Using AI to Accelerate Traditional ML Pipelines at Duolingo

How do agents support the traditional ML development cycle? From exploratory analysis, model protyping, to large-scale deployment & visibility, agentic workflows can accelerate the deployment of traditional ML pipelines with smaller teams. This talk discusses recent work at Duolingo using agent-supported development to test and launch an entirely new set of ML models and infrastructure over the past few months. It will outline our own specific best-practices and pitfalls as well as explore the usefulness of common analogies for AI/developer relationships that frame these practices.


Speaker

Badr Albanna

AI Research Engineer @Duolingo, Neurophysics Professor @Pitt, Formerly @Fordham

Badr is an AI Research Engineer at Duolingo. Currently, he designs and scales bandits and other causal models for monetization Duolingo.
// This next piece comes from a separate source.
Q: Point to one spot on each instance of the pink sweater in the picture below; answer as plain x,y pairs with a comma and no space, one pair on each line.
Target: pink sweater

Previously, Badr worked on personalized bandits for notifications as well as designing & implimenting novel models for learner knowledge and memory.

Before starting at Duolingo, Badr was faculty at the Unviersity of Pittsburgh and previously Fordham University in NYC. As a professor of neurophysics, Badr researches at the intersection of neuroscience, statistical mechanics, information theory, and machine learning. He is committed to using these technical skills to build products that empower learners in new ways.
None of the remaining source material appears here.